Root-balled stock: the window is closing

Root-balled plants, including field-grown hawthorn, blackthorn, beech, hornbeam and field maple, are lifted during the dormant season between November and March. By April most suppliers are down to their last stock, and what remains may have been in storage for weeks. If you have root-balled hedging still to go in, prioritise it now. Do not leave it sitting in a dry shed; plant as soon as it arrives or move it somewhere sheltered and keep the root ball moist.

Container-grown shrubs and hedging have more flexibility. Because the roots have never left their pot, the plant can go in at any point the ground is workable and not waterlogged. Spring planting into warm, moist soil gives container stock the best possible start before summer arrives.

Getting the planting right

Dig the hole to the same depth as the root ball but twice as wide. This is standard RHS guidance and the reason is practical: new root growth moves outward more than downward, so loosening the soil to the sides of the hole matters more than digging deep. For a run of hedging, a planting trench is faster and causes less disturbance than individual holes.

Before a container plant goes in, check the root ball is moist. If it is dry, sit the pot in a bucket of water for 20 to 30 minutes. Tease out any roots circling the base before planting, and set the plant so the root flare sits at or very slightly above the surrounding soil level. Planting too deep is one of the most common causes of failure in the first year.

Backfill with the excavated soil rather than a compost mix. Adding large amounts of organic matter to the hole can encourage roots to stay in the enriched zone rather than spreading into surrounding ground. A light surface dressing of a balanced general fertiliser, such as blood, fish and bone or Growmore, applied around the base after planting is more useful.

Aftercare in the first season

Watering is where most spring plantings succeed or fail. A new shrub or hedge plant has a limited root zone and cannot draw moisture from a wide area yet. Even after a wet April, a fortnight of dry weather in May or June is enough to set plants back significantly.

Water thoroughly at planting so the root ball and surrounding soil are properly soaked, not just damp at the surface. After that, check the top 10 cm of soil weekly. If it is dry at that depth, water again. In a dry spell this may mean watering every few days through June and July.

Mulch immediately after planting: 5 to 8 cm of bark chip, wood chip or composted material laid around the base and kept clear of the stem. This slows moisture loss from the soil surface and cuts down weed competition while the plant settles. On open or exposed sites, a windbreak net reduces stress from desiccating winds before the roots are properly anchored.

If rabbits are active on site, fit guards at planting.

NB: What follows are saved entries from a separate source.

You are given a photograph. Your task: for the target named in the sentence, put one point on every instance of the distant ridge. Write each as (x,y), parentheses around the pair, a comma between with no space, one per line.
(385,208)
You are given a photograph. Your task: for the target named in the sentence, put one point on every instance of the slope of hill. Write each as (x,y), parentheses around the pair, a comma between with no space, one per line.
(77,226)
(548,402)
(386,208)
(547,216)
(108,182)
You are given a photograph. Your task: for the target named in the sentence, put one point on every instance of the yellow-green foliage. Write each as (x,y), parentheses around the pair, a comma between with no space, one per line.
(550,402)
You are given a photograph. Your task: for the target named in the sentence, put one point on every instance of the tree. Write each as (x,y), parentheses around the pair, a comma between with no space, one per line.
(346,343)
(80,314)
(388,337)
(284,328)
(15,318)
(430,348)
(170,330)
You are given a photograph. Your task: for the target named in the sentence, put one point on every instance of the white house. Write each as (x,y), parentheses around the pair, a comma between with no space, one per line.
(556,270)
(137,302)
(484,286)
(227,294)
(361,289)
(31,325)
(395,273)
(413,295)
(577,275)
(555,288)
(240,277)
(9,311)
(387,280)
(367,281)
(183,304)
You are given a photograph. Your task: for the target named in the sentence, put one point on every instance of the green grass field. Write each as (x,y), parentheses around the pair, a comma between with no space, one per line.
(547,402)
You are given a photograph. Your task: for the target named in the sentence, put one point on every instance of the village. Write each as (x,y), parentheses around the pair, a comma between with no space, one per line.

Retrofitting them after grazing damage has happened is more difficult and, in the case of young whips, too late to matter.

Spring planting is not second best

For container stock, spring is a genuinely good planting window, not a fallback. Soil conditions in April are often better for new root development than at any point in summer. The gap between stock planted now with decent aftercare and the same stock planted in late August can be a full growing season of root establishment.

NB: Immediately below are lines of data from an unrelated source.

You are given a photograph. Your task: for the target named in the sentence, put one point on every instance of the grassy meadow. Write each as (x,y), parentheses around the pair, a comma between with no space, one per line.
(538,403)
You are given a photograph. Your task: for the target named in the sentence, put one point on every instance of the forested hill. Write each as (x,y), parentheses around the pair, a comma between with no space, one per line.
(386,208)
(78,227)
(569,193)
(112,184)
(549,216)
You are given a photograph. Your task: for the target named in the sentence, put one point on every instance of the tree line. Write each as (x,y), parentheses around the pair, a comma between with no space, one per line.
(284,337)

Did you know? Newly transplanted hedging can lose more water through its leaves than it can absorb through its limited root zone. This is why mulching and shelter matter as much as watering in the weeks immediately after planting.

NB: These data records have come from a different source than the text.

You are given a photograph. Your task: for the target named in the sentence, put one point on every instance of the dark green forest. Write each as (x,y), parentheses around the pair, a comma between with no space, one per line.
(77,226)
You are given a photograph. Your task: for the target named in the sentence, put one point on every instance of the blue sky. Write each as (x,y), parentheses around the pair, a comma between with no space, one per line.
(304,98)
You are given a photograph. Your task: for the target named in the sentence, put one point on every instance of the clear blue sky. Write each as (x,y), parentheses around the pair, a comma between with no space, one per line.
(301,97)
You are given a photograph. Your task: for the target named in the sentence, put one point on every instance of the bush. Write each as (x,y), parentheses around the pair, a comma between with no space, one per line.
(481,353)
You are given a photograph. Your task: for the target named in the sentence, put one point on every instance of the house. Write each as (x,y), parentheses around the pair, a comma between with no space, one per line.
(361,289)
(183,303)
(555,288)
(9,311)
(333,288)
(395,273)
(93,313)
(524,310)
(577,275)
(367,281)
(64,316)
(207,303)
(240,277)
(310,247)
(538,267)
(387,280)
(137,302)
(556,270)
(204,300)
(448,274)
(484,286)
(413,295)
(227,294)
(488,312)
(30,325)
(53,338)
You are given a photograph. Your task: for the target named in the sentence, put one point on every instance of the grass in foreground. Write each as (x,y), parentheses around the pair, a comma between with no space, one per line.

Frequently asked questions

Can I plant hedging in April or is it too late?

Container-grown hedging can be planted through spring and summer as long as the soil is workable and you water consistently. Root-balled stock should be in by early April at the latest; most suppliers have limited stock remaining by then and may be down to cold-stored material.

How often should I water newly planted shrubs?

Check the soil to about 10 cm depth each week. If it is dry at that depth, water thoroughly rather than little and often. In dry spells during May and June this may mean watering every few days.

What is the difference between root-balled and container plants?

Root-balled plants are grown in open ground and lifted during dormancy with their root system wrapped in hessian or netting. They are only available from November to March. Container plants are grown in pots and available year round.

Should I add compost to the planting hole?

The RHS advises against filling the hole with rich organic matter, as roots may remain in the improved area rather than spreading outward into surrounding soil. Backfill with the excavated soil and apply a surface mulch or light fertiliser top-dressing instead.

How long does newly planted hedging take to establish?

Most common hedging species need two to three growing seasons to fully establish. Water regularly in years one and two and avoid hard formative pruning in the first growing season.